Last week, I had the pleasure of participating in the Tradition Project run by Mark Movsesian and Marc DeGirolami of St. John’s Law School. The subject of this year’s conference was tradition in law and politics. One of the high points for me was the opportunity to read Harry Jaffa. He turned out to be a very interesting thinker. But I found that his famous claim that the Declaration of Independence has a constitutional status weakly defended. In particular, he fails to distinguish between positive constitutional law and constitutive traditions—a distinction that I think central to political life in a constitutional republic.
The Declaration of Independence is not positive law. It is instead a declaration of the reasons that the colonies were breaking with Great Britain. Courts do not enforce it as law. While other officials reference the Declaration on occasion, they do not generally do so in a way that suggests that it represents a binding legal obligation. It would be hard to make it so, because while the Declaration announces general truths of politics, it does not impose specific legal norms.

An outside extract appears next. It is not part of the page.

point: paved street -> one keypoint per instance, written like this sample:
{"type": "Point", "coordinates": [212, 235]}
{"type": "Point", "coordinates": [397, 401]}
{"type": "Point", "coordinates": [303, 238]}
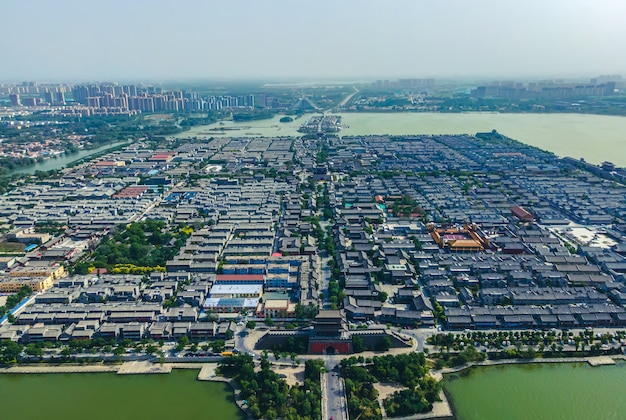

And, unlike the Constitution, it was not ratified by the people and is not the product of a process that Mike Rappaport and I have described elsewhere as conducive to good constitutions.
While it does not create positive law, the Declaration of Independence is an important source—the most importance source— of our constitutive traditions. As such politicians and citizens regularly invoke it in debates about fundamental political decisions, including those to change the Constitution. Thus, for instance, it was wholly appropriate to invoke the Declaration when deciding whether to require territories admitted as states to forbid slavery or whether to pass a constitutional amendment requiring states to provide equal rights to a certain class of citizens. Of course other considerations, including prudential ones, also may be relevant to such decisions. Moreover, the specific contours of the rather vague principle of equality referenced in the Declaration are the subject of legitimate political debate. Mike Rappaport and I have argued that constitutional rights are generally not vague.
Sadly, the failure to distinguish between positive constitutional law and constitutive traditions is a problem common to the Left and some precincts of the libertarian Right. Limiting the judicial enforcement of positive law to the specific provisions of the Constitution empowers a constitutional politics driven in no small measure by our constitutive traditions. Citizens can use our constitutive traditions to remake our constitutions, both state and federal. They can also deploy those traditions to create new statutory provisions that, while not formally entrenched, are unlikely to ever be repealed. We must never forget that it is constitutive traditions that can guide the development of the Constitution.